A few months ago, researchers at the University of Michigan issued a study reporting that today's college students display significantly less empathy than their peers from 30 years ago. Their data showed that the decline had grown precipitously in the past 10 years. They speculated that overexposure to media had desensitized an entire generation.

I did not want to believe the study. I did not want to believe that a rising generation had less empathy than those that came before. I did not want to believe that new technology, which holds such promise for forging new communities, would instead desensitize its natives to the humanity around them.

But I wonder. A colleague told me about a website popular with the students in the college class she teaches. I will not name it. It features a person who deliberately race-baits and pulls "pranks" on marginalized people. Gleefully, her students described the episode in which the protagonist, posing as a contractor, packs his truck with Latino day laborers, makes hateful remarks during the ride that they don't understand, pulls up to a federal immigration office and tells them to get out, this is where the work is. He then removes a whistle from his pocket and blows it loudly. The pay-off for viewers, the boffo moment, is the sight of the workers scurrying off in all directions.

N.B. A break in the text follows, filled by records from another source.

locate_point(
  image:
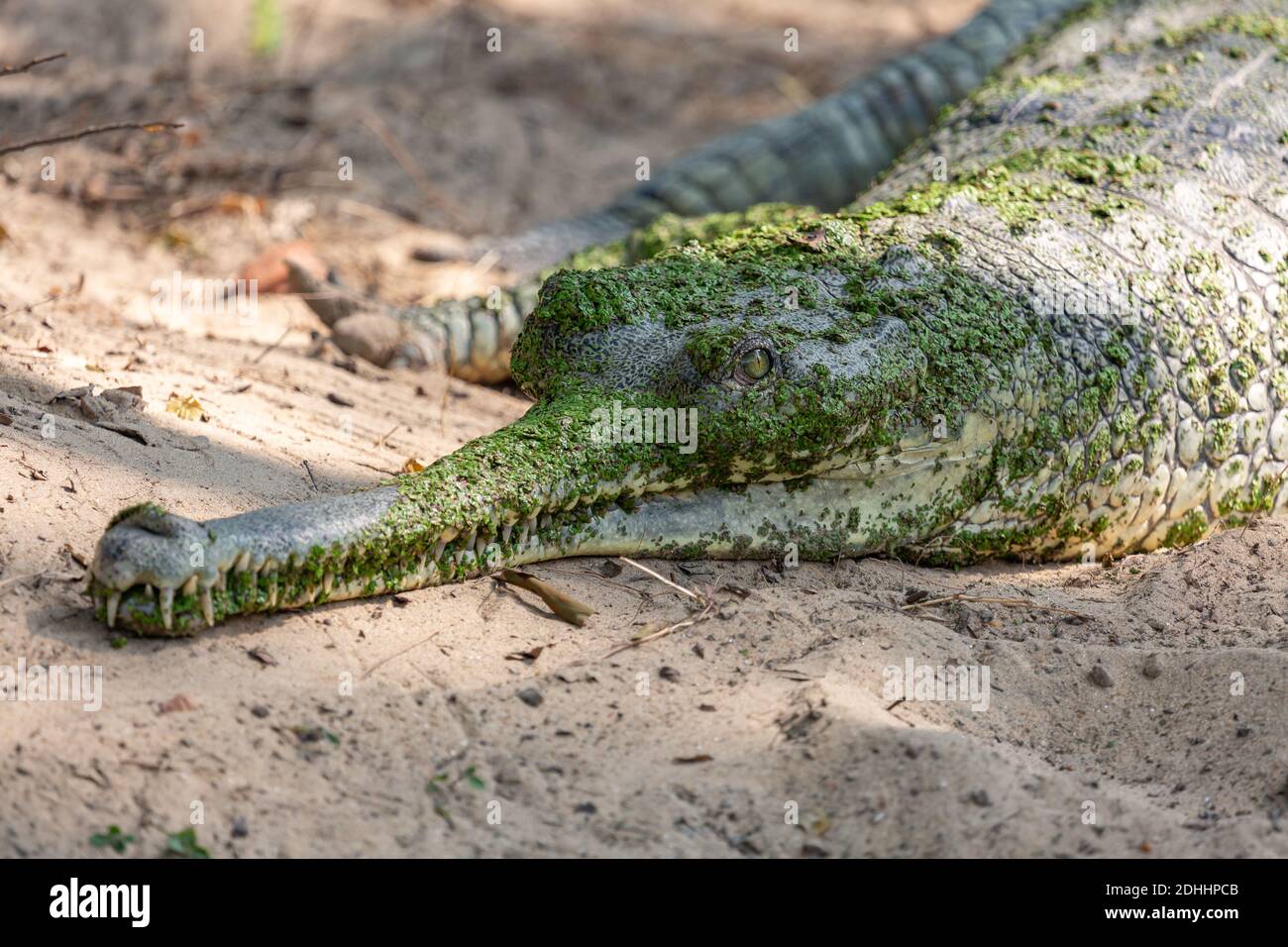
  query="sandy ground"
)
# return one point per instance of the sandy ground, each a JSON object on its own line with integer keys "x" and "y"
{"x": 1131, "y": 709}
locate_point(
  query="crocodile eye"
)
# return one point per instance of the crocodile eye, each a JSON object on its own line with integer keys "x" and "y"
{"x": 755, "y": 364}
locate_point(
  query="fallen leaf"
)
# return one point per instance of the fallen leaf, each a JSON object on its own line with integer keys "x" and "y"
{"x": 263, "y": 657}
{"x": 565, "y": 605}
{"x": 531, "y": 655}
{"x": 178, "y": 703}
{"x": 269, "y": 268}
{"x": 81, "y": 560}
{"x": 188, "y": 407}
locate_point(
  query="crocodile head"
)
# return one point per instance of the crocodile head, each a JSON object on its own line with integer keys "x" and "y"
{"x": 786, "y": 389}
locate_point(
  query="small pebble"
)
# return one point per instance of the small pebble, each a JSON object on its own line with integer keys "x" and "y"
{"x": 1100, "y": 677}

Some will say that the audience for this sort of entertainment -- and for the illicit video filmed in a college dorm room -- are sophomoric college students who will, in time, grow up and become responsible adults.

Let's hope so.

And let's dedicate ourselves anew to the work needed to make it more than a hope. At Teaching Tolerance, we've taken action to combat persistent anti-LGBT bullying in schools by producing a new classroom documentary film -- Bullied: A Student, a School and a Case that Made History -- that will premiere in Washington, D.C., on Tuesday, Oct. 5. The film, which offers lessons for students and educators on the devastating impact of bullying, is available along with a teaching kit -- free of charge -- to every school in the country.